Ashland, Oregon has had a long history with wildfire, which dates all the way back to 1910. After receiving its first Firewise Communities/USA® recognition award in Oak Knoll Meadows in 2011, Ashland has now has 12 neighborhoods that are recognized Firewise sites. Though Ashland is much smaller than most other Firewise communities, their efforts to reduce the risk of wildfire in their area have made them a prominent example of how any community can be Firewise through a little effort.

Ashland, OregonAshland, Oregon brings a unique approach to Firewise in that it is a small city with a population of approximately 20,000 where there are very few new neighborhoods under development. Many of the neighborhoods have been in existence for decades, constructed when building codes did not reflect Firewise principles. Homes also tend to be on smaller lots than in most Firewise communities, usually only a quarter-acre or less.

“There is a long history of wildfire in Ashland, dating back to about 1910,” said Ali True, Firewise Communities Coordinator for Ashland, who works with each of the neighborhoods, as she also spreads the word citywide about the benefits of adopting Firewise practices. True credits fire chief John Karns with introducing Firewise when he came to Ashland from Beverly Hills, where they had a Firewise program.

“We’d had two recent fires, the Siskiyou Fire in 2009 and the Oak Knoll Fire in 2010, both of which got peoples’ attention. While the Siskiyou Fire was outside the city limits, it created a big smoke column that impacted the city and led to the evacuation of nearby Ashland neighborhoods, and the Oak Knoll Fire took 11 homes in a neighborhood outside of the designated Wildfire Hazard Zone,” said Karns.

During Firewise week in May, the first annual citywide Firewise cleanup day will be held, and stories about the recognition program in the local media will inform residents throughout Ashland about Firewise. Poster contests are held in local schools and information about Firewise is introduced to the younger children as part of their fourth-grade curriculum.
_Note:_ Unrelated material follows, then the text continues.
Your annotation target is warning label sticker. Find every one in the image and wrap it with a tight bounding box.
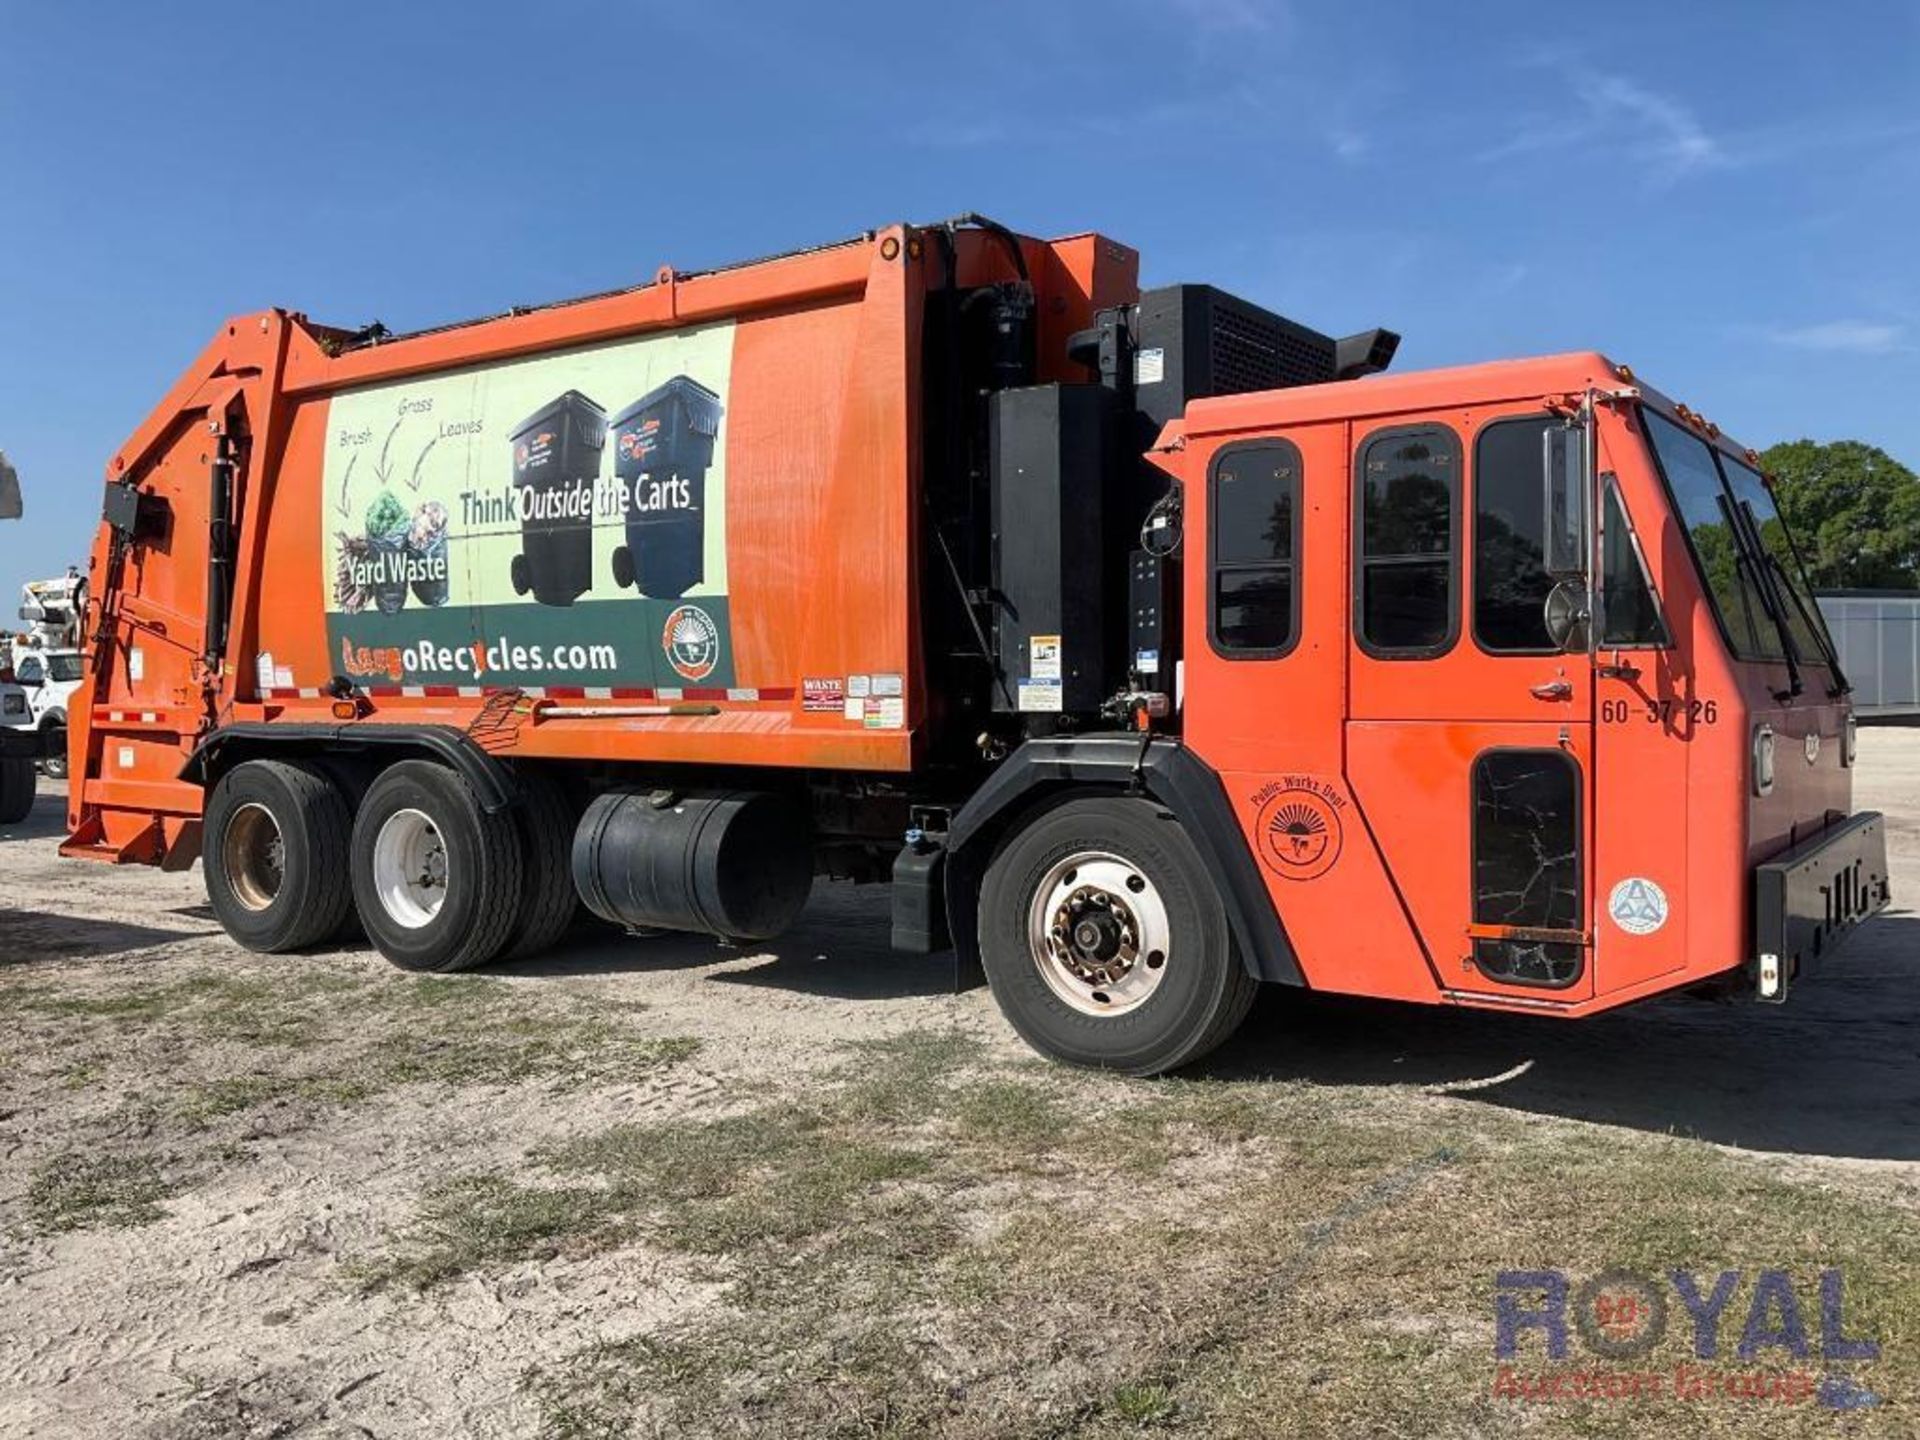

“The program also offers the neighborhood approach,” said True, “so people can work together to achieve meaningful defensible space in our urban environment.” A local Southern Oregon University student is also planning a Firewise 5K race to promote local awareness.

True also works with the Oregon Department of Forestry to provide prevention education, and review and administer grants. Current grants support the removal of fire prone vegetation from one’s property. In addition, the Loval parks staff does fuels-removal work in city parklands, while also supporting the efforts of homeowners by using wood chips on playgrounds in the parks, created from vegetation removed during neighborhood cleanups.

True notes, “We’re using the small neighborhood approach, going through our five-step process and developing a social network that we hope will ultimately reach all residents of Ashland. Over time, we hope that all of Ashland will be Firewise.”